## Unicode and Unicode encodings 

**Note**: This notebook is heavlity inspired by Andrej Karpathy's video [Let's build the GPT tokenizer](https://www.youtube.com/watch?v=zduSFxRajkE&t=1715s) 

In Python, strings are encoded with unicode, meaning each character is a unicode code point. Code points are identified by number, customarily written in hexadecimal with the prefix “U+”,
which are their index in the codespace. To retrieve the unicode code point of a character in Python, use the `ord` function with the character as its parameter. 

Unicode defines 3 types of encodings: UTF-8, UTF-16 and UTF-32. These encodings allow the standard's abstracted codes for characters to be processed and stored as binary data (refer to [A Programmer's Introduction to Unicode](https://www.reedbeta.com/blog/programmers-intro-to-unicode/)). 

Using the UTF-8 encoding to represent each characters as 1 - 4 bytes, which we can straight up visualize as integers. We can then utilize the byte pair encoding algorithm to shorten the representations of token, allowing our language model to see more tokens in its attention. 

## Byte pair encoding

In Karpathy's video, he implemented the byte pair encodign algorithm by looping through all the possible bytes combination, and update their frequencies. Then, he uses the max function to get the byte pair with the most frequency. After that, he creates the new byte sequence based on the new representation of the byte pair with the highest frequency. The `max()` function has a time complexity of **O(n)**, which results in his algorithm having the time complexity of **O(3n)**. 

Another way of implementing this procedure without having to rely on the max function is using a variable to always maintain the byte pair with the highest frequency.

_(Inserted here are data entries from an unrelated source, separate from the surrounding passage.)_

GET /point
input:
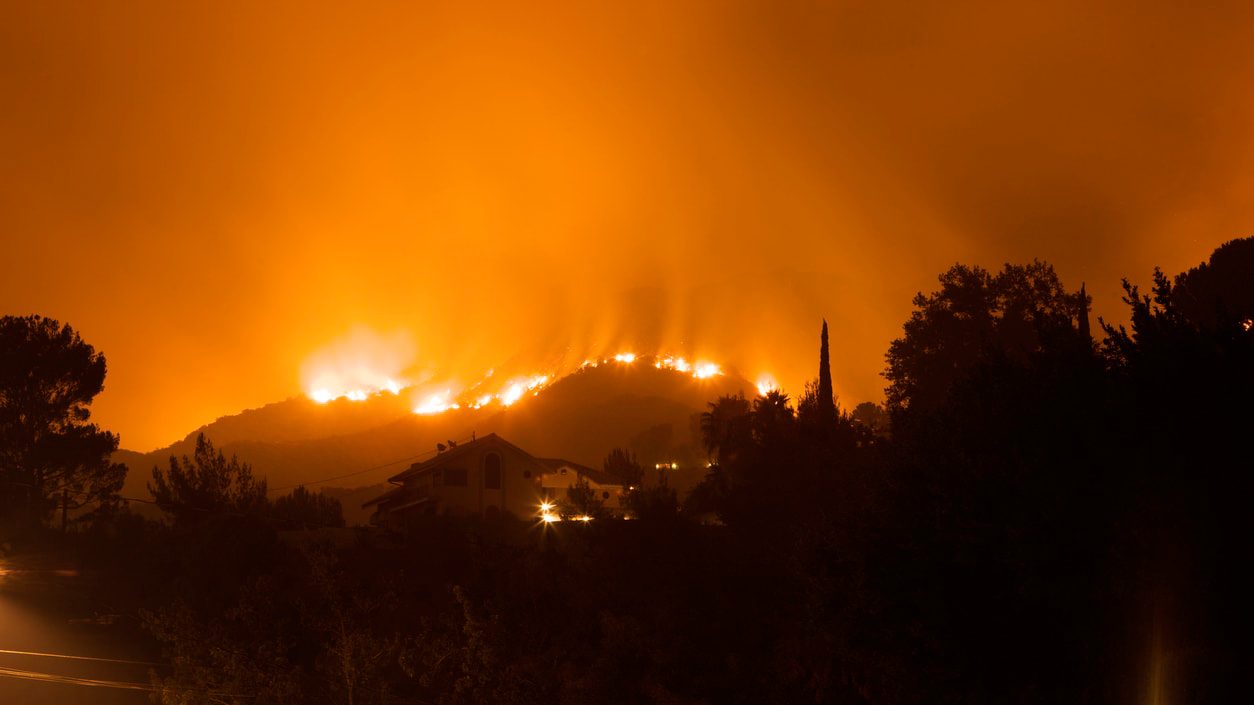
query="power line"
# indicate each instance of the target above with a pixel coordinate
(426, 454)
(20, 674)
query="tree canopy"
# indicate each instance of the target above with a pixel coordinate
(207, 483)
(1018, 311)
(50, 454)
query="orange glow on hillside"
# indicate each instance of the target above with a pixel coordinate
(340, 379)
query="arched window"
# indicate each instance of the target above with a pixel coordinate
(492, 472)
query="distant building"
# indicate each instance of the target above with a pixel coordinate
(483, 476)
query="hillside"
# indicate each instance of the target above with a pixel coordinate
(581, 417)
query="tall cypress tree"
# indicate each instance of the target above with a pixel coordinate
(827, 399)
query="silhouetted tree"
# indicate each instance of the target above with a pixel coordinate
(870, 417)
(621, 464)
(773, 419)
(1217, 294)
(207, 484)
(307, 509)
(825, 403)
(1021, 310)
(726, 425)
(582, 501)
(50, 455)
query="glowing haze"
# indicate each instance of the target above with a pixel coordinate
(212, 193)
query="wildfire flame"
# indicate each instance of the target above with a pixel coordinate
(358, 366)
(437, 404)
(336, 374)
(766, 384)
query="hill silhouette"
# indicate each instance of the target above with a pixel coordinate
(579, 417)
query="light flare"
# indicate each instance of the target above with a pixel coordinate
(437, 404)
(706, 370)
(766, 384)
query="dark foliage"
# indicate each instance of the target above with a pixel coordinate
(50, 455)
(1048, 521)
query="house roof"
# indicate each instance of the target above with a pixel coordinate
(457, 452)
(385, 497)
(598, 477)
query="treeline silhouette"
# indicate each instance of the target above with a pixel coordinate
(1045, 511)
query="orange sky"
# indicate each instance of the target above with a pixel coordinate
(210, 195)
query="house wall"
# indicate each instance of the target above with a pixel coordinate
(556, 484)
(519, 491)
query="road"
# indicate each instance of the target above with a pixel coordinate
(54, 649)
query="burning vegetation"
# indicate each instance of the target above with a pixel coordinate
(356, 380)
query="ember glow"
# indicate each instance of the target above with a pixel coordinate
(358, 366)
(766, 384)
(437, 404)
(363, 365)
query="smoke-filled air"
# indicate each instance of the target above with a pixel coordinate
(641, 353)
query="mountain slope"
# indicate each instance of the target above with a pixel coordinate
(581, 418)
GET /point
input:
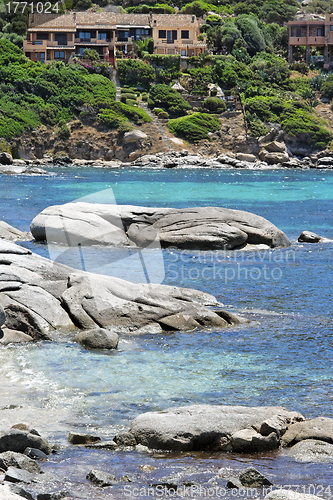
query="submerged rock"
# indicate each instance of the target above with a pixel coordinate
(312, 450)
(202, 228)
(201, 427)
(309, 237)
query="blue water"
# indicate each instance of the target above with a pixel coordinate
(282, 357)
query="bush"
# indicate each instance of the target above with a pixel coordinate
(214, 105)
(194, 127)
(135, 72)
(165, 97)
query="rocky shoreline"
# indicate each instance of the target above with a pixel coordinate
(218, 429)
(176, 159)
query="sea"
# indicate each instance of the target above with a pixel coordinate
(283, 356)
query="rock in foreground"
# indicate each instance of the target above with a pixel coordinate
(220, 428)
(203, 228)
(38, 296)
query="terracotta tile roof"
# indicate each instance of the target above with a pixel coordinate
(106, 20)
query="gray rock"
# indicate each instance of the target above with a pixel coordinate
(8, 336)
(312, 450)
(250, 441)
(309, 237)
(10, 233)
(105, 445)
(78, 438)
(2, 316)
(14, 475)
(246, 157)
(101, 478)
(199, 427)
(320, 428)
(125, 439)
(6, 159)
(18, 490)
(57, 495)
(197, 228)
(35, 454)
(252, 478)
(20, 461)
(275, 147)
(281, 494)
(6, 493)
(18, 440)
(98, 338)
(127, 307)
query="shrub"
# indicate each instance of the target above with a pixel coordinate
(135, 72)
(165, 97)
(214, 105)
(194, 127)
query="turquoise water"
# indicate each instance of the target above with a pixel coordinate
(282, 357)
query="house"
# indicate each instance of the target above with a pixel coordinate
(58, 37)
(312, 34)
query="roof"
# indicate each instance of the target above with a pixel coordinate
(107, 20)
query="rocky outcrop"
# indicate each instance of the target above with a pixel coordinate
(98, 338)
(320, 428)
(6, 159)
(201, 427)
(38, 296)
(10, 233)
(311, 450)
(205, 228)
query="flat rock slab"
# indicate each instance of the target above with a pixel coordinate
(202, 228)
(200, 427)
(312, 450)
(320, 428)
(290, 495)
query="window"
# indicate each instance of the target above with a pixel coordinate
(42, 36)
(84, 35)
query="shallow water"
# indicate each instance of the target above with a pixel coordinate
(282, 357)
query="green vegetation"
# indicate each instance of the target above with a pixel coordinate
(135, 72)
(194, 127)
(163, 96)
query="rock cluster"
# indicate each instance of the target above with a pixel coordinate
(202, 228)
(38, 296)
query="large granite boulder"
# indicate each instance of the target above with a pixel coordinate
(38, 296)
(320, 428)
(200, 427)
(205, 228)
(125, 307)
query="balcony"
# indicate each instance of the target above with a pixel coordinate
(298, 40)
(92, 41)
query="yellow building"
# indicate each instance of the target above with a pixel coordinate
(313, 33)
(58, 37)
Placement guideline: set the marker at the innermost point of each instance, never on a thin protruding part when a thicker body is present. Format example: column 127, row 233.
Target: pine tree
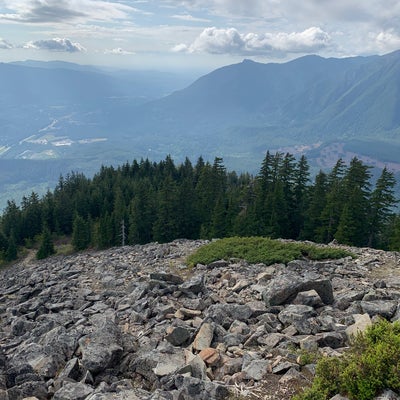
column 353, row 224
column 81, row 233
column 12, row 249
column 330, row 215
column 165, row 227
column 316, row 203
column 381, row 212
column 46, row 248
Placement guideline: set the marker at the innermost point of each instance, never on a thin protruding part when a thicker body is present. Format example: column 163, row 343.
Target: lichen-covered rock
column 134, row 323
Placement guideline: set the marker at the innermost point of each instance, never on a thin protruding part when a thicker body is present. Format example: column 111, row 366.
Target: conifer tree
column 353, row 224
column 12, row 248
column 381, row 210
column 46, row 248
column 81, row 233
column 315, row 205
column 330, row 215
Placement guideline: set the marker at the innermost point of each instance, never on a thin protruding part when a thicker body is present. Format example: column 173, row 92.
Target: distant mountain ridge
column 325, row 108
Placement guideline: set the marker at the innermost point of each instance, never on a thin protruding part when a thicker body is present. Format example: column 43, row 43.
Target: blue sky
column 194, row 34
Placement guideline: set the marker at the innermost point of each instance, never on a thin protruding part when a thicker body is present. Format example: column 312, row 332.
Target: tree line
column 144, row 201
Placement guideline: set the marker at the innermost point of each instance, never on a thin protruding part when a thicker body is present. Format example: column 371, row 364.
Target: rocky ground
column 135, row 323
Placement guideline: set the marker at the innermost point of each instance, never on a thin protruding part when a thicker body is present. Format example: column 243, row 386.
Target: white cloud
column 189, row 18
column 5, row 45
column 53, row 11
column 118, row 51
column 56, row 44
column 230, row 41
column 388, row 41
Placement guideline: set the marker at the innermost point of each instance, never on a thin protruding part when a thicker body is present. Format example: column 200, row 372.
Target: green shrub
column 370, row 366
column 262, row 250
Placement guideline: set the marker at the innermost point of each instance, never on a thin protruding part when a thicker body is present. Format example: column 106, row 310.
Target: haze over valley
column 57, row 117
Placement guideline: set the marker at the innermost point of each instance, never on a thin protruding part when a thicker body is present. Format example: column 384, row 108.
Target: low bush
column 262, row 250
column 370, row 366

This will remove the need for a `max()` function, reducing the time complexity of this function to **O(2n)**. 

In [30]:
s = "日本からこんにちは (Hello from Japan!)"

In [31]:
unicode_s = [ord(x) for x in s] 

# bytes representation converted to integers representation 
utf_8_s = list(s.encode("utf-8"))

print(f"{unicode_s} | length: {len(unicode_s)}")
print(f"{utf_8_s} | length: {len(utf_8_s)}") # longer length meaning some characters need more than 1 byte to be represented

[26085, 26412, 12363, 12425, 12371, 12435, 12395, 12385, 12399, 32, 40, 72, 101, 108, 108, 111, 32, 102, 114, 111, 109, 32, 74, 97, 112, 97, 110, 33, 41] | length: 29
[230, 151, 165, 230, 156, 172, 227, 129, 139, 227, 130, 137, 227, 129, 147, 227, 130, 147, 227, 129, 171, 227, 129, 161, 227, 129, 175, 32, 40, 72, 101, 108, 108, 111, 32, 102, 114, 111, 109, 32, 74, 97, 112, 97, 110, 33, 41] | length: 47


In [32]:
# encode a long paragraph
text = " UTF-8, each code point is stored using 1 to 4 bytes, based on its index value.  UTF-8 uses a system of binary prefixes, in which the high bits of each byte mark whether it’s a single byte, the beginning of a multi-byte sequence, or a continuation byte; the remaining bits, concatenated, give the code point index."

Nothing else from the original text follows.